## Line Graph: SWE-Bench Model Performance vs. Training Tokens
### Overview
The image depicts a line graph comparing the performance of two SWE-Bench models ("Verified" and "Multilingual") across varying amounts of training tokens (in billions). Performance is measured as a percentage on the y-axis, while training tokens are plotted on the x-axis. The graph spans from 10B to 70B training tokens.
### Components/Axes
- **X-axis**: Training Tokens (Billion) – labeled with increments of 10B (10, 20, 30, ..., 70).
- **Y-axis**: Performance (%) – labeled with increments of 5% (30, 35, 40, ..., 60).
- **Legend**: Located in the bottom-right corner, with two entries:
- **Blue line**: "SWE-Bench Verified"
- **Orange line**: "SWE-Bench Multilingual"
### Detailed Analysis
#### SWE-Bench Verified (Blue Line)
- **Trend**: Steadily increases from ~50% at 10B tokens to ~60% at 70B tokens.
- **Key Data Points**:
- 10B: ~50%
- 20B: ~52%
- 30B: ~52%
- 40B: ~54%
- 50B: ~56%
- 60B: ~58%
- 70B: ~60%
#### SWE-Bench Multilingual (Orange Line)
- **Trend**: Initial sharp rise from 30% at 10B tokens to 45% at 50B tokens, followed by a dip to 40% at 60B tokens, then a recovery to 45% at 70B tokens.
- **Key Data Points**:
- 10B: ~30%
- 20B: ~38%
- 30B: ~41%
- 40B: ~40%
- 50B: ~44%
- 60B: ~40%
- 70B: ~45%
### Key Observations
1. **Performance Gap**: The Verified model consistently outperforms the Multilingual model across all token ranges.
2. **Multilingual Model Volatility**: The Multilingual model shows a peak at 50B tokens (44%) followed by a sharp decline to 40% at 60B tokens, suggesting potential overfitting or instability at higher training scales.

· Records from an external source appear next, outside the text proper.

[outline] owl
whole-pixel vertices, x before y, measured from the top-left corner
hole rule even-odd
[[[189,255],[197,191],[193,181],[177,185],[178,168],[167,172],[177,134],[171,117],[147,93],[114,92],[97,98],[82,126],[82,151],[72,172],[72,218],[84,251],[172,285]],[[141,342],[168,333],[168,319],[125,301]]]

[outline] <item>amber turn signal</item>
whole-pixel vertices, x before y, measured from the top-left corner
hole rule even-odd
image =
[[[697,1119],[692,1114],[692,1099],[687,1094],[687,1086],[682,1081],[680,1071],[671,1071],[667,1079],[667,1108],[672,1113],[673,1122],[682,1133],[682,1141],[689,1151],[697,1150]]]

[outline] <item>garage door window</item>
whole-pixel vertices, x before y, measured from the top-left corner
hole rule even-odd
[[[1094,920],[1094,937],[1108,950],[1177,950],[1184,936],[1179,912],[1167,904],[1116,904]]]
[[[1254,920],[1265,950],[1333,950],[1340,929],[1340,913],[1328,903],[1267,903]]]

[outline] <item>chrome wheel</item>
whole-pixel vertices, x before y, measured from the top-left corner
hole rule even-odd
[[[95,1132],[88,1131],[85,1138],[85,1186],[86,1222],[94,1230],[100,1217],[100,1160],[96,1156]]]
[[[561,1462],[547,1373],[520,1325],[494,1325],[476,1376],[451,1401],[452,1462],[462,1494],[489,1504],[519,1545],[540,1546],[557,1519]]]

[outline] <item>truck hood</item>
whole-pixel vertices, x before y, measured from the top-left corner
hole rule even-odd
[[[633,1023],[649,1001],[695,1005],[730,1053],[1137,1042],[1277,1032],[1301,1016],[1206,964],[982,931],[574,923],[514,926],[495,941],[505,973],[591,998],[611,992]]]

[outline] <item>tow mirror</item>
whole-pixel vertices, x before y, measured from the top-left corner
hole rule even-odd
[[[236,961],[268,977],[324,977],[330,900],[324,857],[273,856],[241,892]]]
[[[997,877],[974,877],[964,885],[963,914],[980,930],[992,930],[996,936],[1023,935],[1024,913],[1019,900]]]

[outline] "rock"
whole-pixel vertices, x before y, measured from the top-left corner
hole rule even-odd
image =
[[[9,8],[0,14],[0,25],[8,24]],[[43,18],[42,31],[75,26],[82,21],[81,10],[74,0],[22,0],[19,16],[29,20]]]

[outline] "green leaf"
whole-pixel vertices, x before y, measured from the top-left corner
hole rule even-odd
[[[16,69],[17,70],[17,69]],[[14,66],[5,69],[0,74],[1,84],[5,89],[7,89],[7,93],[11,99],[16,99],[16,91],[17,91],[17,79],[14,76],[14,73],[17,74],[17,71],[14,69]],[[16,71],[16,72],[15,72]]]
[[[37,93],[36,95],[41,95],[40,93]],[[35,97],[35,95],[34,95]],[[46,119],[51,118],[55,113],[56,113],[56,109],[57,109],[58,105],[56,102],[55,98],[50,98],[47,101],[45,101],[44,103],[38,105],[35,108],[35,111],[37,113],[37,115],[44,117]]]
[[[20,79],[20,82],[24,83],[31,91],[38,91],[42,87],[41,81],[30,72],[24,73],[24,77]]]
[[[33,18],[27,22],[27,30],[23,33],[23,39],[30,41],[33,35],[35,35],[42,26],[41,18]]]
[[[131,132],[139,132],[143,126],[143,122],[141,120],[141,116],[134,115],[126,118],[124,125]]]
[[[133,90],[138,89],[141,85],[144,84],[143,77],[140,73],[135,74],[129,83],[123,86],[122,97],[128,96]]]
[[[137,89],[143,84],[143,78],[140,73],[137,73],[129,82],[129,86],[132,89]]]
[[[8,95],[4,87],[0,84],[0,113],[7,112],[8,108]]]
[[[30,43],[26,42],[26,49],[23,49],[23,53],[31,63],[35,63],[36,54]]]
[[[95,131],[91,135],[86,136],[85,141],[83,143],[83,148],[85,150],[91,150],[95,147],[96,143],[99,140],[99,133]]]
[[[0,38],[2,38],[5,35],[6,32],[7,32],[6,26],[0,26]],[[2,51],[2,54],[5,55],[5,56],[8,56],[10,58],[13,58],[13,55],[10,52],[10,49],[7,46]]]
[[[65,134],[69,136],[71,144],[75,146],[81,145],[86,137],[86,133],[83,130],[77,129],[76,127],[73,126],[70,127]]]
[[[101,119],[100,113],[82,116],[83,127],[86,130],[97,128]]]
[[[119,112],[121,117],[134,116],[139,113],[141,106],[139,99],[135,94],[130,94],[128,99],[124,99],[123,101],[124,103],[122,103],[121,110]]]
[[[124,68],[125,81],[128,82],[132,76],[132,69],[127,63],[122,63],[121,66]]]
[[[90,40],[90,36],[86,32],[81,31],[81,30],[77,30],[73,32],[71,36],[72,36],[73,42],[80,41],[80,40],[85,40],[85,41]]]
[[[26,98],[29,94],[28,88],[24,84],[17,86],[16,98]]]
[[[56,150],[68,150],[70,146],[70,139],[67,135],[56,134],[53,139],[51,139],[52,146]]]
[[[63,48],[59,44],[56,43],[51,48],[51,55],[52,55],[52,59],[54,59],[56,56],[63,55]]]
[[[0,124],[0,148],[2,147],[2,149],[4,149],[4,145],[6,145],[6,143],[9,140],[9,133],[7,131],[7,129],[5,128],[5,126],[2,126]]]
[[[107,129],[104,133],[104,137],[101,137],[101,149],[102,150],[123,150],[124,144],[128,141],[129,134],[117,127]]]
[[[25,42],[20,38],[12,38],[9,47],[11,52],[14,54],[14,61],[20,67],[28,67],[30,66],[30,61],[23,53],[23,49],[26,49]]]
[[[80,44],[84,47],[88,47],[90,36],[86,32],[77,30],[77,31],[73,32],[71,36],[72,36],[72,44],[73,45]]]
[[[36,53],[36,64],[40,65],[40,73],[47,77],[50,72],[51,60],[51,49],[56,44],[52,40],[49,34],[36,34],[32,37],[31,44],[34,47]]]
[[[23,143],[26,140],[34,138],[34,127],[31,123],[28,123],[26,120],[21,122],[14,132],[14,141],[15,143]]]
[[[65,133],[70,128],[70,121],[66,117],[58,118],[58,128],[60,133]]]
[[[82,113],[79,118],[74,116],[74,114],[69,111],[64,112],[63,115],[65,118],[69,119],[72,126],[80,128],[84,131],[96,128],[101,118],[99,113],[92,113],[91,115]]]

3. **Scalability**: The Verified model demonstrates linear improvement with increased training tokens, while the Multilingual model’s gains plateau or regress.
### Interpretation
The data suggests that the **SWE-Bench Verified** model benefits significantly from additional training data, achieving near-linear performance gains. In contrast, the **SWE-Bench Multilingual** model exhibits diminishing returns and instability at higher token counts, possibly due to challenges in handling multilingual data diversity or overfitting to specific language subsets. The Multilingual model’s dip at 60B tokens may indicate architectural limitations or data quality issues when scaled beyond a certain threshold. These findings highlight the importance of model verification and targeted training strategies for multilingual applications.